What does 3D printing contribute to the radiological image?

José Luis Martín, head of the Radiodiagnosis Service at the San Cecilio University Hospital in Granada.

radiologist Jose Luis Martinhead of the Radiodiagnosis Service of the San Cecilio University Hospital of Granada, is clear and concise: “Collaboration between engineers and radiologists in 3D printing improves health”. This has been stated in the X Global Meeting of Hospital Engineeringorganized by Medical Writing. Likewise, Martín added that this relationship between the two professionals “is already a reality”.

The specialist explained during his presentation at the table ‘Management of Medical Technology with an Impact on Health‘ the importance of 3D printing in the health of patients. In this sense and to put a bit of context, Martín has underlined that “the evolution of the image in Radiology goes from the motherboard, the computed tomography (CT), to the virtual models that are made in the teams of the different Services. However, the step that really adds value to the radiological image is to have these models in plastic, so that the surgeon can touch and manipulate it“.

“Having plastic models gives added value to the radiological image”

Some models or prototypes of additive manufacturing that, according to Martín, “began to be made by laboratory engineers”. In this sense, the radiologist added that “the 3D imaging has taken an exponential leap since engineers have joined radiologists. All this is included in the same objective that all professionals have: “Improving the patient’s health”.

The process and clinical applications of 3D printing

The entire 3D printing process is carried out in the Radiology Services and this is so because “the key factor in 3d print is the image”, pointed out Martín. In this regard he added that “the images are found in a formato Dicom (Digital Imaging and Communication On Medicine)which is how the communication of images in Medicine is produced”. However, with this format a main problem arises and that is that “the 3D printer does not accept Dicom images, it only accepts other types of formats” which, according to Martín, are the following:

  • STL format (Standar Tessellation Language): This standard tessellation language defines surfaces as a collection of triangles, called facets, that are put together like a puzzle, and the more triangles you get, the more precision you get.
  • AMF format (Additive Manufacturing File Format) that is designed to overcome the limitations of the STL and allows features such as surface texture, color, and material properties to be incorporated into each part.

Likewise, Martín has also expressed during his speech all the process that is carried out for 3D printing. It begins with “the obtaining the imagecontinue with the segmentation (not everything is printed, only what is needed), continue with the step of change dicom format to stl and finally the Print of the model“. Regarding the first step of obtaining the image, Martín explained that “high resolution images neededpreferably collected through CT, since they have high contrast, high spatial resolution and minimize the effect of partial volume”.
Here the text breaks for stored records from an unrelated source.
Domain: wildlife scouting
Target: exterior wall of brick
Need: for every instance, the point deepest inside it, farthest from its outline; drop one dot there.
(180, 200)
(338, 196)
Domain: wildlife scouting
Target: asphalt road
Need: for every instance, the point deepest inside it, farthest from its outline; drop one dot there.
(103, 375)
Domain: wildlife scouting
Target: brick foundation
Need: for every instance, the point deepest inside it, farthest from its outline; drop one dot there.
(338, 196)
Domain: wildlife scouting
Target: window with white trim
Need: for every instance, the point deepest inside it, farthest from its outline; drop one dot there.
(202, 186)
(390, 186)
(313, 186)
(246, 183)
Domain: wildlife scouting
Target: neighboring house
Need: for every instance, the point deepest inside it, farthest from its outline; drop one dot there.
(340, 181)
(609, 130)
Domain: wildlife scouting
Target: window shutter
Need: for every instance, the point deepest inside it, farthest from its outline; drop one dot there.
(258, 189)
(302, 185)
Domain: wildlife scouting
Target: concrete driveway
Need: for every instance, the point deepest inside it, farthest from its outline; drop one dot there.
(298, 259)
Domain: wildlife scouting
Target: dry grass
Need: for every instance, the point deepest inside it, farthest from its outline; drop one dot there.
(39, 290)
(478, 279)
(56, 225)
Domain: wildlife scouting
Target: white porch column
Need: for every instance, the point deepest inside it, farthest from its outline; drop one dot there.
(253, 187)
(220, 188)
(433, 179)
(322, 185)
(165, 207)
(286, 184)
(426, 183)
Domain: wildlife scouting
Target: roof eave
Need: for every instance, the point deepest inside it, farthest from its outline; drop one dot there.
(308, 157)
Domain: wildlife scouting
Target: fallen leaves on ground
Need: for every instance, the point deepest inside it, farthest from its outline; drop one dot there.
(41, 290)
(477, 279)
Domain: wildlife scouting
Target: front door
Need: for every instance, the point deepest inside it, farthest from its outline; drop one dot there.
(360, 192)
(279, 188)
The symbiosis between doctors and engineers

The radiologist has specified that, when carrying out all these tasks, it is necessary to talk about “the symbiosis of doctors and engineers“. To carry out the four steps mentioned above, Martín has expressed that “the first part of obtaining the images is done by the X-ray technicians. Subsequently, they are reviewed by the radiologist who is the one who performs the segmentation, that is, ‘draws’ which part can be printed, since not everything is printed. And, in the third step of change dicom format to stl it is carried out by the engineers with the medical team, and from there, the last one is carried out, which would be the 3d print“.

“Teamwork creates the almost perfect symbiosis between doctors and engineers. A real symbiosis, nothing futuristic”
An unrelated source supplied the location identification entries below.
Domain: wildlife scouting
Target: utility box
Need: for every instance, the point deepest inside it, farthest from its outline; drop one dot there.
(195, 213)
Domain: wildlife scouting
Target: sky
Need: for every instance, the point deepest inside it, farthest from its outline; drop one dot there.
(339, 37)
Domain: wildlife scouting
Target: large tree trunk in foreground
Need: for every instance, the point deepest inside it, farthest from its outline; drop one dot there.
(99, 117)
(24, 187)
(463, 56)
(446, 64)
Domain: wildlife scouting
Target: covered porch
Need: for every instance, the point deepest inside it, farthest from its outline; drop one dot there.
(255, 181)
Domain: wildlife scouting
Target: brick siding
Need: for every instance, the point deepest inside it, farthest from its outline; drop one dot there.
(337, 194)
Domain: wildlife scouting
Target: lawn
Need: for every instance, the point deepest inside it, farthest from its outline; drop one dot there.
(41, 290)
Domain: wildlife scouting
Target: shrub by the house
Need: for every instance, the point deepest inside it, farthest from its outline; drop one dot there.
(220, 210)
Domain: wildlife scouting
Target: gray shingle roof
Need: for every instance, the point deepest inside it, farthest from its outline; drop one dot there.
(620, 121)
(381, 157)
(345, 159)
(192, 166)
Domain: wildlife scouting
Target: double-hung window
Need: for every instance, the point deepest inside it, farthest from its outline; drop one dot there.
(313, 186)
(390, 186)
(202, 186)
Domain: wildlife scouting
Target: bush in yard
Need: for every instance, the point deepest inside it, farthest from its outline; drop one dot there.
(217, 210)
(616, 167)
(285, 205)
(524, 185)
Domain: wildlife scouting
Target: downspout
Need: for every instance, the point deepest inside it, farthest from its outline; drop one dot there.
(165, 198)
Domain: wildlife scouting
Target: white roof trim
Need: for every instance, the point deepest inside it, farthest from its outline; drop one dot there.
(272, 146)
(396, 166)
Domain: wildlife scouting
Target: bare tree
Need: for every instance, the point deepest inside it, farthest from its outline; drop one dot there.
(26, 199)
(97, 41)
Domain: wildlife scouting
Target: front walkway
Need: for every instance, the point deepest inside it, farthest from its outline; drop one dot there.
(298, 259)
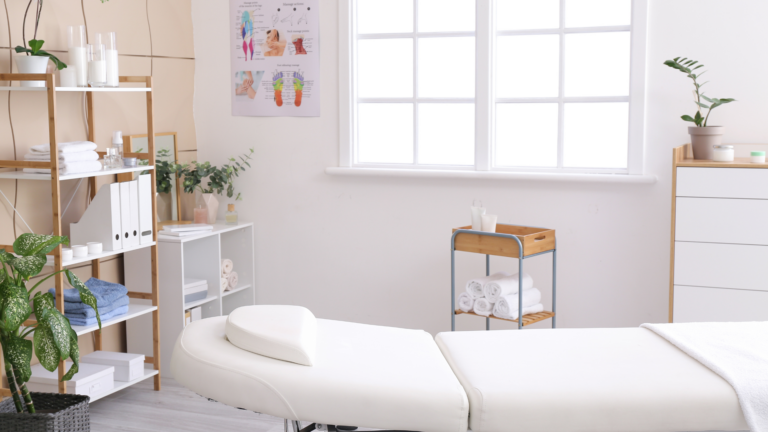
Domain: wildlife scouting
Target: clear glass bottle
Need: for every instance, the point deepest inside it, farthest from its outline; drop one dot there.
(231, 216)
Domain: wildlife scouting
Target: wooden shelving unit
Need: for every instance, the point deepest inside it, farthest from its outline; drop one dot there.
(142, 303)
(511, 241)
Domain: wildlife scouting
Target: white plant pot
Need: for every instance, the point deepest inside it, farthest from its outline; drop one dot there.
(213, 207)
(32, 64)
(703, 139)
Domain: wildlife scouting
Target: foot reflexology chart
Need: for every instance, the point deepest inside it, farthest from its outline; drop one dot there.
(275, 58)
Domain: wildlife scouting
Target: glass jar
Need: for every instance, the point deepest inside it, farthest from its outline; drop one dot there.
(723, 153)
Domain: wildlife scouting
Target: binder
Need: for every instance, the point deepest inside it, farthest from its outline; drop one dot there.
(101, 221)
(134, 197)
(125, 213)
(145, 209)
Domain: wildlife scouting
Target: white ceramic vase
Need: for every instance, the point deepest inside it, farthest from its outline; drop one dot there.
(213, 207)
(703, 139)
(32, 64)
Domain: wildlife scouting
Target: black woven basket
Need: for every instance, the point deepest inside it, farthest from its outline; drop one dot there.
(71, 414)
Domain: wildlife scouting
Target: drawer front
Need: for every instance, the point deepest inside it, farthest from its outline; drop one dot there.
(721, 265)
(699, 304)
(722, 182)
(720, 220)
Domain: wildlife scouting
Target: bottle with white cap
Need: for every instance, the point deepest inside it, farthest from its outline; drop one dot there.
(117, 142)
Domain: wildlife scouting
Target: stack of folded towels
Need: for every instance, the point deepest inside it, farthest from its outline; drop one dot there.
(74, 157)
(498, 293)
(111, 300)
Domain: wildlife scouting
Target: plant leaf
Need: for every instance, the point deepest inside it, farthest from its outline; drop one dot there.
(32, 244)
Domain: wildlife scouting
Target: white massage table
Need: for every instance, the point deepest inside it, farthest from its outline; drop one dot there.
(535, 380)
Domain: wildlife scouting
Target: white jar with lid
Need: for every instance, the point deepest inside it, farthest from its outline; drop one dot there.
(723, 153)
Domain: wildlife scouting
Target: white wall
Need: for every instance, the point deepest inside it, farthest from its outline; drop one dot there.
(376, 250)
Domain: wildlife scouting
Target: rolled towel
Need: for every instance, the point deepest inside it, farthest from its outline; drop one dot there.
(508, 304)
(526, 311)
(466, 302)
(483, 306)
(226, 266)
(500, 287)
(232, 279)
(475, 286)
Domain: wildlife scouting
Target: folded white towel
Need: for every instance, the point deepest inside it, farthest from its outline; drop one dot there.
(497, 288)
(232, 279)
(226, 266)
(475, 286)
(89, 155)
(67, 147)
(508, 304)
(483, 307)
(466, 301)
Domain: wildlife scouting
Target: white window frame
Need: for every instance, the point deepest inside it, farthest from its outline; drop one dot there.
(484, 100)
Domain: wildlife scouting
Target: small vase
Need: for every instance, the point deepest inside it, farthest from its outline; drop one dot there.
(213, 207)
(32, 64)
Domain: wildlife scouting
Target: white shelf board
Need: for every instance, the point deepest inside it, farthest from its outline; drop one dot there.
(78, 89)
(218, 228)
(134, 310)
(238, 289)
(119, 385)
(20, 175)
(105, 254)
(196, 303)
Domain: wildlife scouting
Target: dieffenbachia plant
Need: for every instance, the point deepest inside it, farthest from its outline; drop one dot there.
(688, 67)
(52, 336)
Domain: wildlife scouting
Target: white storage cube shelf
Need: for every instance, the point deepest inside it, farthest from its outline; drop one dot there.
(183, 260)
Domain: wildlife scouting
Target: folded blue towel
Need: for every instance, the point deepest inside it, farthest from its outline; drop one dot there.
(82, 310)
(106, 293)
(79, 320)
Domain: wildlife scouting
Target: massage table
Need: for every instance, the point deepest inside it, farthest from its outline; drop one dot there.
(592, 380)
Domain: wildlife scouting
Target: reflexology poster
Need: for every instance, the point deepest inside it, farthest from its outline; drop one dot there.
(275, 56)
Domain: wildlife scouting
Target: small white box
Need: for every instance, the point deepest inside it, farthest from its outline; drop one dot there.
(128, 367)
(91, 380)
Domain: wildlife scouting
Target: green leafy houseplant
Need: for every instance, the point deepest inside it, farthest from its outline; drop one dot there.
(688, 67)
(52, 336)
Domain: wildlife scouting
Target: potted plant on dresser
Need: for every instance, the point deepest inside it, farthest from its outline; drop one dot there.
(53, 339)
(703, 136)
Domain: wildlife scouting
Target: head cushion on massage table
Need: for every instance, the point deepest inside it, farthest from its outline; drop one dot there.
(282, 332)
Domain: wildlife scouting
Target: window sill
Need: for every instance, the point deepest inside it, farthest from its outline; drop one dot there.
(491, 175)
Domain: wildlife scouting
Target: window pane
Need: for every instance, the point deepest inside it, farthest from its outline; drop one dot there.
(596, 135)
(447, 67)
(385, 68)
(447, 134)
(595, 13)
(527, 14)
(527, 66)
(385, 133)
(390, 16)
(526, 135)
(597, 64)
(445, 15)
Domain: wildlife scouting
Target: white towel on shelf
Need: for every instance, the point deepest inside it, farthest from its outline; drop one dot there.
(498, 288)
(507, 304)
(226, 266)
(232, 279)
(67, 147)
(475, 286)
(526, 311)
(483, 307)
(466, 302)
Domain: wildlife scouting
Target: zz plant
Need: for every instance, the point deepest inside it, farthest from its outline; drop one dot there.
(52, 336)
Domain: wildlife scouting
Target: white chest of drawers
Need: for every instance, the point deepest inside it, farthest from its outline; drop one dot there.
(719, 240)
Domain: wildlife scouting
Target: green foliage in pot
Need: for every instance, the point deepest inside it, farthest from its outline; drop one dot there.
(52, 336)
(688, 67)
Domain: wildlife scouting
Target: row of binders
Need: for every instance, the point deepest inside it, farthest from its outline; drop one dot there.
(119, 217)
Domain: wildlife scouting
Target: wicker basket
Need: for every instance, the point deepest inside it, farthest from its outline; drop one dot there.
(71, 414)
For Martín, all of this is “teamwork and create that almost perfect symbiosis between doctors and engineers. A symbiosis that is real, nothing futuristic because it is already providing solutions to patients.”

Clinical applications of 3D printing

Martín has also listed what are the clinical applications that the 3d print and has highlighted some such as the Cardiologyvascular and column cases such as the complex scoliosis, among other. In fact, the radiologist has given an example that is only done in the United States and it is “the impression of the face of a patient who has had an accident and has suffered facial trauma. Therefore, they print the face of the deceased patient and reconstruct the possible deformations it has suffered”.

In this sense, the radiologist explained that the advantages of 3D printing “They are, fundamentally, surgical planning and the reduction of time in the operating room. This reduction supposes a saving that exceeds what the manufacture of the object is worth. In addition, reduces time in the operating roomwhich means that the patient spends less time in the ICU, fewer complications and, thus, hospital discharge is brought forward”. To all this, Martín has pointed out that, “despite all these advantages, 3d printing It can’t be done for all patients, but for special ones.”

“3D printing contributes in teaching, in healthcare practice and in research and innovation”

Lastly, the radiologist wanted to put on the table a new line that his hospital is already working on and that is “tissue printing using so-called bioinks. What is done is liposuction, the fat is extracted from the one you get the stem cells and the differences to the tissue you want to print. Those cells are printed, sterilized and placed”. Ultimately, “the 3D printing contributes in teaching, in healthcare practice and in research and innovationMartin concluded.

Although it may contain statements, data or notes from health institutions or professionals, the information contained in Medical Writing is edited and prepared by journalists. We recommend the reader that any questions related to health be consulted with a health professional.